J'ai écrit ce texte en 2003, alors qu'une autre poubelle flottante venait de se fracasser sur la côte bretonne ... Les relents, puanteurs, de l'Amoco Cadiz (17 mars 1978) étaient encore dans toutes les têtes. Commémoration ces jours-ci des 40 ans de cette catastrophe.
Opération « Sacs jaunes »
Depuis déjà (ou seulement ?) trois heures, ils se déplacent, mécaniquement, conditionnés par leurs emballages… Ils (ou elles ?) disparaissent dans leurs grands sacs-combinaisons, qui ont été blancs… Ces sortes de babygros, gros comme grotesques, bavent à présent de coulures brunes, ou beiges, ou noires, ou écrues, selon la teneur du poison.
D’eux, on n’aperçoit de la dune que trois teintes, qui ne se confondront jamais avec celles de la mer toute proche : brun, blanc sale, et … jaune.
On leur a donné des sacs jaunes.

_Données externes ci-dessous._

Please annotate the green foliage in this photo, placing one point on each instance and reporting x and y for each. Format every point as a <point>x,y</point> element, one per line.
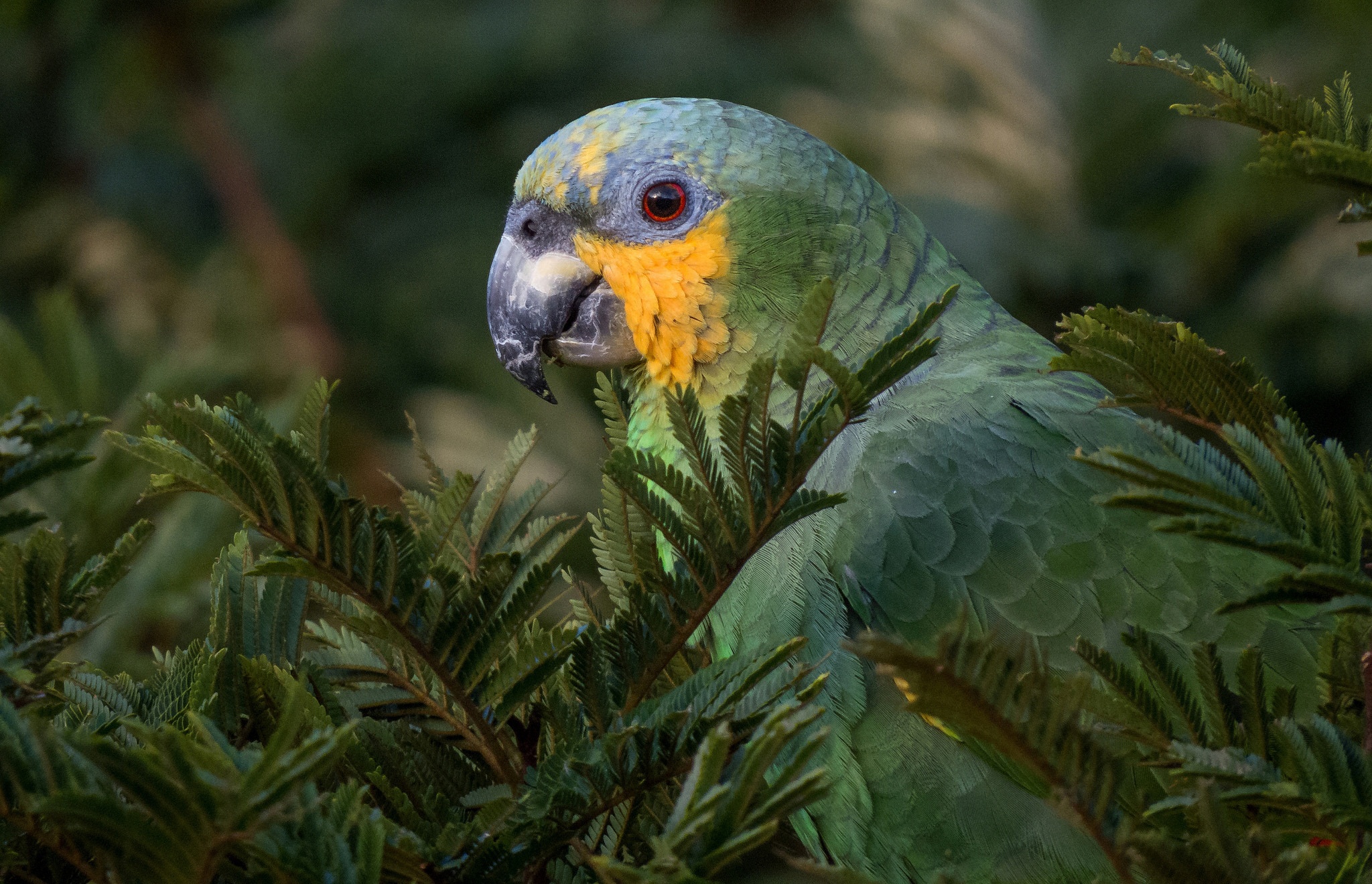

Jaunes comme ceux des campings, là où on a placé de beaux bacs en bois, estampillés « Vacances Propres » !
Chacun de ces zombies est un volontaire désespéré, qui n’a même plus la force de hurler sa colère : ça, c’était bon il y a longtemps…
Le petit vieux, couché, acharné, têtu, charge interminablement son sac jaune de mazout gluant et puant, déclarant tout seul, de temps à autre : « Déjà, en 78, l’Amoco… » Et il chantonne, il est fou…
http://www.letelegramme.fr/ig/dossiers/amoco/amoco-cadiz-la-plus-grande-maree-noire-de-l-histoire-30-12-2008-184811.php
Loïc, juillet 2003.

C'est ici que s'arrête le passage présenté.